If you find this project useful for your research, please cite:
@InProceedings{weilharter2022atlas,
author = {Weilharter, Rafael and Fraundorfer, Friedrich},
title = {ATLAS-MVSNet: Attention Layers for Feature Extraction and Cost Volume Regularization in Multi-View Stereo},
booktitle = {2022 26th International Conference on Pattern Recognition (ICPR)},
year = {2022},
organization={IEEE}
}
- Nvidia GPU with 11GB or more VRAM
- CUDA 10.1+
- python 3.6+
- pytorch 1.4+
- opencv 3.4.2+
Pre-processed datasets can be downloaded on the github page of MVSNet and BlendedMVS. Our repository provides 3 dataloaders for DTU, BlendedMVS and Tanks and Temples (TaT), respectively.
Run the command python train.py -h
to get information about the usage. An example can be found in train_dtu.sh
(set the correct paths to the training data).
Run the command python test.py -h
to get information about the usage. An example can be found in test_dtu.sh
(set the correct paths to the testing data).
You can use your own trained weights or use the weights provided in checkpoints/atlas_blended.ckpt
. These are the weights obtained by training on the DTU dataset and then finetuning on BlendedMVS as described in our paper and evaluated on the TaT benchmark.

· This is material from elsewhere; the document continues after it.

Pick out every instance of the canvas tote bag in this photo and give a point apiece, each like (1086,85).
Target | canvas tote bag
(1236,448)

Acc. (mm) | Comp. (mm) | Overall (mm) |
---|---|---|
0.278 | 0.377 | 0.327 |
Mean | Family | Francis | Horse | LH | M60 | Panther | PG | Train |
---|---|---|---|---|---|---|---|---|
60.71 | 77.62 | 61.94 | 49.55 | 61.63 | 60.04 | 58.69 | 63.58 | 52.59 |
Parts of the code are adapted from HSM, MVSNet and Stand-Alone-Self-Attention.